A healthcare professional prepares a Pfizer coronavirus (COVID-19) vaccination in Los Angeles, California, USA, January 7, 2021. REUTERS / Lucy Nicholson

He said several countries in Europe and elsewhere have already approached Pfizer to discuss booster doses, and some may begin administering them before a possible U.S. permit.

Dolsten said he believes booster shots are especially important in older age groups.

Dr. Eric Topol, professor of molecular medicine and director of the Scripps Research Translational Institute in La Jolla, California, said basing the decision on declining antibody protection ignores the role of important other parts of the immune response, including memory B cells, which can produce antibodies as needed. they are challenged by the virus.

“You need better studies to be able to claim that. It’s not just neutralizing antibodies,” Topol said.

Pfizer has previously said that people are likely to need a booster dose, although some researchers have asked when or whether boosters are needed. Read more

BioNTech has previously claimed that while antibodies are the body’s main weapon against an initial infection, the cellular immune response mainly protects against disease outbreaks and exacerbations.

Pfizer plans to launch a placebo-controlled power trial with the 10,000-participant booster soon. The investigation will run during the fall, Dolsten said, meaning it will not be completed before the company submits it to the FDA.

Dr. William Schaffner, a vaccine expert at Vanderbilt University Medical Center, said even if Pfizer succeeds in getting its booster approved by the FDA, it would only be the first step. The booster still needs to be reviewed and recommended by CDC advisors.

“It’s by no means automatic,” he said. Schaffner said realistically that most of the public health bandwidth in the United States is still focused on encouraging Americans to get their first and second doses of the vaccine.

Because boosters would drive increased demand for vaccines while much of the world is still unvaccinated, Dolsten said Pfizer is looking at ways to increase production.

It is already targeting the production of 3 billion doses this year and 4 billion shots next year. Dolsten declined to give a forecast for exactly how many more doses the company could add.

Pfizer and BioNTech said they had designed a new version of the vaccine against the Delta variant with a clinical trial likely to begin in August, but added that the current vaccine version had the “potential” to protect against the variant.

Pfizer expects the COVID-19 vaccine to be a major contributor for years and has expected sales of $ 26 billion from the shot in 2021. BioNTech said in May that vaccine supply agreements for this year are worth € 12.4 billion so far in income accruing to it with multiple contracts on the cards.

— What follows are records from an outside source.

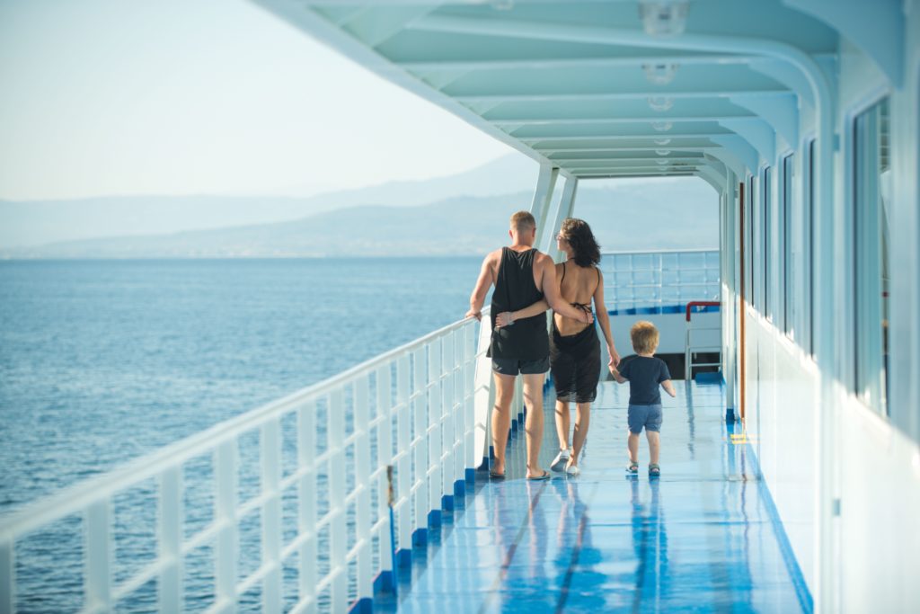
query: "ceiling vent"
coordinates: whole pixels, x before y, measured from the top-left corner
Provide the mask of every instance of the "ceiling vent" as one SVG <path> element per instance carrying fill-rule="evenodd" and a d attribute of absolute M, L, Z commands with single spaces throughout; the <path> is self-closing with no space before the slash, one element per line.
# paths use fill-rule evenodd
<path fill-rule="evenodd" d="M 648 100 L 652 110 L 665 111 L 674 106 L 674 99 L 670 96 L 650 96 Z"/>
<path fill-rule="evenodd" d="M 645 78 L 656 86 L 666 86 L 674 80 L 677 74 L 676 64 L 644 64 Z"/>
<path fill-rule="evenodd" d="M 689 0 L 639 0 L 638 16 L 649 36 L 679 36 L 687 24 Z"/>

Global spending on COVID-19 vaccines and booster shots could total $ 157 billion by 2025, according to U.S. health data firm IQVIA Holdings.

Reporting by Michael Erman; Further reporting by Julie Steenhuysen in Chicago, Ludwig Burger in Frankfurt and Kanishka Singh in Bengaluru; Clip by Dan Grebler, Leslie Adler and Emelia Sithole-Matarise

Our Standards: Thomson Reuters Trust Principles.